@the8472's answer is correct, but I wanted to add an alternate answer.
https://www.felixcloutier.com/x86/CMPXCHG.html already specifies the behaviour in enough detail to rule out the possibility of spurious failure. If it could fail for some reason other than the value in memory not matching eax
, the docs would have to say so.
You can also note the fact that compilers use a single lock cmpxchg
for C++11 std::atomic::compare_exchange_strong
, from which you can conclude that compiler writers think lock cmpxchg
can't spuriously fail.
#include <atomic>
bool cas_bool(std::atomic_int *a, int expect, int want) {
return a->compare_exchange_strong(expect, want);
}
compiles to (gcc7.3 -O3):
cas_bool(std::atomic<int>*, int, int):
mov eax, esi
lock cmpxchg DWORD PTR [rdi], edx
sete al
ret
See also Can num++ be atomic for 'int num'? for more details of how lock
ed instructions are implemented internally, and how they interact with MESI. (i.e. @the8472's answer is the short version: for an operand that doesn't cross a cache line, a core just hangs onto that cache line so nothing else in the system can read or write it for the duration of the lock cmpxchg
).
the destination operand receives a write cycle without regard to the result of the comparison
The read + write pair are atomic with respect to all other observers in the system. The ordering you propose, of read1 / read2 / write1 / abort write2 is impossible because lock cmpxchg
is atomic, so read2
can't appear between read1 and write1 in the global order.

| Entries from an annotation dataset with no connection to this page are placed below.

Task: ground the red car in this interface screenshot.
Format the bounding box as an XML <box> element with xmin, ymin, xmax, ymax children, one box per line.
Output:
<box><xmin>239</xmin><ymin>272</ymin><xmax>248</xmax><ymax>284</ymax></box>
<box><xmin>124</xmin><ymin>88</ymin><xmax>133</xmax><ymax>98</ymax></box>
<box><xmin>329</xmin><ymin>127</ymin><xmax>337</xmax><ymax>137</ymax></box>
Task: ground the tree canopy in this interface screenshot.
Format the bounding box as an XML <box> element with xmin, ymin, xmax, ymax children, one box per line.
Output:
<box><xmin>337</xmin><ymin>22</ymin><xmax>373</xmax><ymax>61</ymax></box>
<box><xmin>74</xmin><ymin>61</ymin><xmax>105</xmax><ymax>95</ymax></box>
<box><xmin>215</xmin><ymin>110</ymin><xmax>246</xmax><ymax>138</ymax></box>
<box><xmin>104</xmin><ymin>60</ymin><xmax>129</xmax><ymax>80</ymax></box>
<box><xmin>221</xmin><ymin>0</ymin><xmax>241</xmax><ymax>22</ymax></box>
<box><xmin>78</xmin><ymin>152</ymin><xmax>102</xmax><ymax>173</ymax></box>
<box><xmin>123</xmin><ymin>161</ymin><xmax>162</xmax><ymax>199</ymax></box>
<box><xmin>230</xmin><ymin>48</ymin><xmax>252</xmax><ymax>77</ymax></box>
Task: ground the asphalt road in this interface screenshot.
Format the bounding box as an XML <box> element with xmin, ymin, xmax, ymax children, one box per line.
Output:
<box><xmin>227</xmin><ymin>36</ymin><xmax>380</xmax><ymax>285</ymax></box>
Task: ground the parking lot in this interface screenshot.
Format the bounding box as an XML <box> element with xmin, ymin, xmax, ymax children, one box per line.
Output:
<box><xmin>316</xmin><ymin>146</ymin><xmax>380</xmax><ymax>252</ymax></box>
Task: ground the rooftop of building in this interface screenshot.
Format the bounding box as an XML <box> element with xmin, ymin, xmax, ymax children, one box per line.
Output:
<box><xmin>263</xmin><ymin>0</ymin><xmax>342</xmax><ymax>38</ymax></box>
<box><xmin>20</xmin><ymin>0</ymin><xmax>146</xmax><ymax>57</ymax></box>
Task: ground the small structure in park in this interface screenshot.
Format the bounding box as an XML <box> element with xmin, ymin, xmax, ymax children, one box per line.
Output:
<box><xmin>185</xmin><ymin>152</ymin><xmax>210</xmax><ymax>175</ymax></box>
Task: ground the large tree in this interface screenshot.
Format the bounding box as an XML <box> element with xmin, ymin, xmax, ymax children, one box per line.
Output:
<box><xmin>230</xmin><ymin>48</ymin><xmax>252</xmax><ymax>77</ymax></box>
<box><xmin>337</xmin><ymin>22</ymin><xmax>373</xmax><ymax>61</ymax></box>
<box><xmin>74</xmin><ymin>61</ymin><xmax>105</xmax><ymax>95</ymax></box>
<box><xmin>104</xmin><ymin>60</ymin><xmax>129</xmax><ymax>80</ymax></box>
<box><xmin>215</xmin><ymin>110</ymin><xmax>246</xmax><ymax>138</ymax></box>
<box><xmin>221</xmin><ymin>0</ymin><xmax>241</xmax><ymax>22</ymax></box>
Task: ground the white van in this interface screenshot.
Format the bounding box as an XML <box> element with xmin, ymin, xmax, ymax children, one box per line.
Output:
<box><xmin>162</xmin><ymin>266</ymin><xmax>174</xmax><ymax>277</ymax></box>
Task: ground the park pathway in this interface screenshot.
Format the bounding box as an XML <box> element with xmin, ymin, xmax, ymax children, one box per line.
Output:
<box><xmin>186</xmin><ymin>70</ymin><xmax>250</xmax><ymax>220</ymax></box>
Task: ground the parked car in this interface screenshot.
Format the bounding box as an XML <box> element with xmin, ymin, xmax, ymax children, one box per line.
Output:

Also, that language only applies to the external memory bus. Modern CPUs with integrated memory controllers can do whatever they want (for lock cmpxchg
on an address that's split across two cache lines). Intel may publish documentation for motherboard vendors to use in their internal testing of signals on the memory bus.
That documentation might still be relevant for lock cmpxchg
on an MMIO address, but definitely not for an aligned operand in write-back memory. In that case, it's just a cache lock. (And it's a hidden implementation detail whether the L1d cache is written or not when the compare fails). I guess you could test this by seeing if it dirties the cache line (i.e. puts it in Modified state instead of Exclusive).
For more discussion about how lock cmpxchg
might work internally vs. xchg
, see the chat thread between me and @BeeOnRope following my answer on Exit critical region. (Mostly me having ideas that could work in theory, but are incompatible with what we know about Intel x86 CPUs, and @BeeOnRope pointing out my mistakes. https://chat.stackoverflow.com/transcript/message/42472667#42472667. There's very little we can conclude for sure about the fine details of efficiency of xchg
vs. lock cmpxchg
. It's certainly possible that xchg
keeps the cache line locked for fewer cycles than lock cmpxchg
, but that needs to be tested. I think xchg
has better latency if used back-to-back on the same location from a single thread, though.)